Tracking ratings trajectories. A horse whose rating has gone 70-75-78-82 over four runs is clearly improving. One whose rating has gone 92-89-86-82 is going the wrong way. But context matters. A horse dropping from 92 to 82 might have had excuses for every run. Or it might genuinely be declining. Knowing which is which is the skill.
Looking for horses ahead of their mark. This is the bread and butter of handicap betting. Horses that are better than their current rating — because they’ve been given time off, because they’ve been deliberately campaigned to lower their mark, or because they’re young and improving. The most profitable angle in handicap betting, historically, is backing improving horses before the handicapper catches up.
Trainers who manipulate the handicap. Let’s be direct about this. Some trainers are better than others at getting a horse’s rating down before targeting a specific race. It’s not cheating; it’s just part of the game. A trainer might run a horse over the wrong trip or on the wrong ground a few times, the rating drops, and then the horse appears in a race that suits perfectly off a lower mark. You can often spot this by looking at the conditions of a horse’s recent runs versus what it actually needs. If a proven soft-ground stayer has been running over a mile on fast ground and is now entered in a two-mile handicap on heavy ground, that’s worth a close look.
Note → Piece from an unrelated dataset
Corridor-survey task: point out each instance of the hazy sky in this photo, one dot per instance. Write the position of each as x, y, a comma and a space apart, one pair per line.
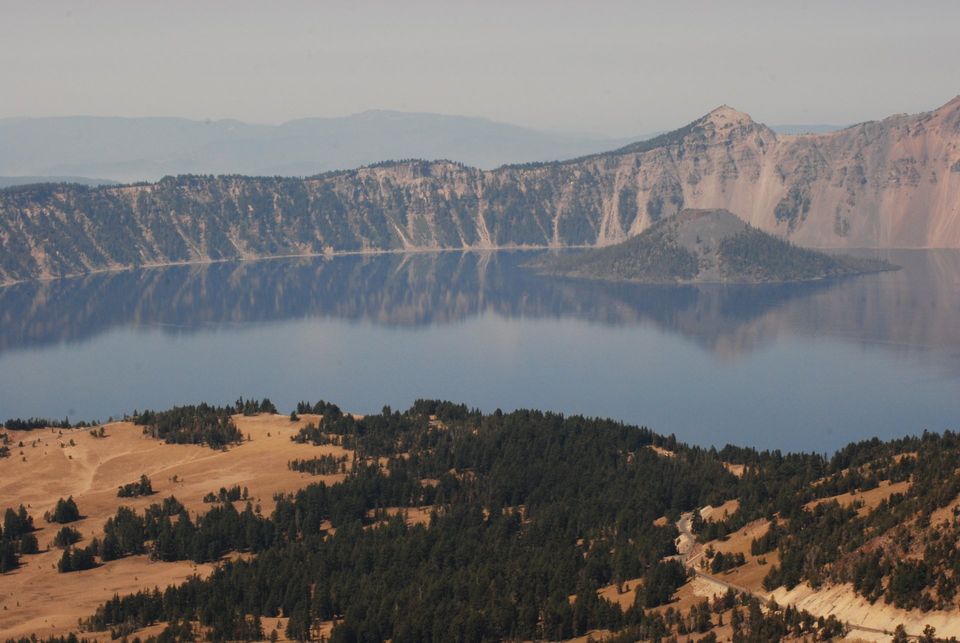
616, 68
The handicapper isn’t always right
The BHA handicapping team is good. They have access to sectional timing data, race replays, and years of experience. But they’re working within a system that’s inherently reactive. They can only adjust ratings based on what’s happened, and horses don’t improve or decline in neat, predictable increments.
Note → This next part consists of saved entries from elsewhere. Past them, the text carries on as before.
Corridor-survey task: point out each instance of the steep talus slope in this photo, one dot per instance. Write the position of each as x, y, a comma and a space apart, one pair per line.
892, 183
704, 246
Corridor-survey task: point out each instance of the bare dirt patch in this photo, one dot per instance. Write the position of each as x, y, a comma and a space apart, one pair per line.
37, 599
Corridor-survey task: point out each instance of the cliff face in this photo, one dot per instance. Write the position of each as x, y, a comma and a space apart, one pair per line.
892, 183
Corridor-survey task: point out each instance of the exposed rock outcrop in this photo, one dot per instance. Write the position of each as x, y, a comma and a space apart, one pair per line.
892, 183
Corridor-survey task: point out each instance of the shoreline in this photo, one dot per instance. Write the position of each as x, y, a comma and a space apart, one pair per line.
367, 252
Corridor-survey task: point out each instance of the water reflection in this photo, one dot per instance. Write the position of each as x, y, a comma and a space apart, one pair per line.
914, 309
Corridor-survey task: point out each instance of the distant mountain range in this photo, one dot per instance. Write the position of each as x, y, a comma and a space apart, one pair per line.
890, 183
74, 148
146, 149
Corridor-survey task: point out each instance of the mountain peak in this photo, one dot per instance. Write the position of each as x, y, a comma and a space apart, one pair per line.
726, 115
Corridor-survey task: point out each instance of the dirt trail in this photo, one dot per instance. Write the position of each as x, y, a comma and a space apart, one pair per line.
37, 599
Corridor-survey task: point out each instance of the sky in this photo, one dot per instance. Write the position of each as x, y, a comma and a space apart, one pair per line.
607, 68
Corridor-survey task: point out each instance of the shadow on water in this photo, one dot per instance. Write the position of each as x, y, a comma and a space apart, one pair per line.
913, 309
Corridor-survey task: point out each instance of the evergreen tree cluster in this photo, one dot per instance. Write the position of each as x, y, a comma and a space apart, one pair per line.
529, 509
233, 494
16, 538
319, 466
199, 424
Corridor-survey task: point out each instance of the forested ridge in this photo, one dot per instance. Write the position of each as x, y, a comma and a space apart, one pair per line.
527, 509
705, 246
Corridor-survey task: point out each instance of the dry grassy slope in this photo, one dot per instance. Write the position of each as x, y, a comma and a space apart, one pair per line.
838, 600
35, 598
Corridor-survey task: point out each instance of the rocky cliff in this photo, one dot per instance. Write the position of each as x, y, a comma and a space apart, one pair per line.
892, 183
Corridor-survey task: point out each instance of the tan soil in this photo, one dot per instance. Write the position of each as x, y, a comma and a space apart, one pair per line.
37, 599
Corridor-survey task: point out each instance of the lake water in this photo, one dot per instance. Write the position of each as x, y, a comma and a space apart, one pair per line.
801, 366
The most profitable horses to back in handicaps are the ones the handicapper hasn’t caught up with yet. Either they’ve improved between races (training, maturity, better fitness), or the handicapper overreacted to a poor run that had a specific excuse.
That’s what makes handicap betting interesting. You’re not just trying to pick the best horse; you’re trying to find the horse whose ability is furthest ahead of its official mark. Those two things are not the same.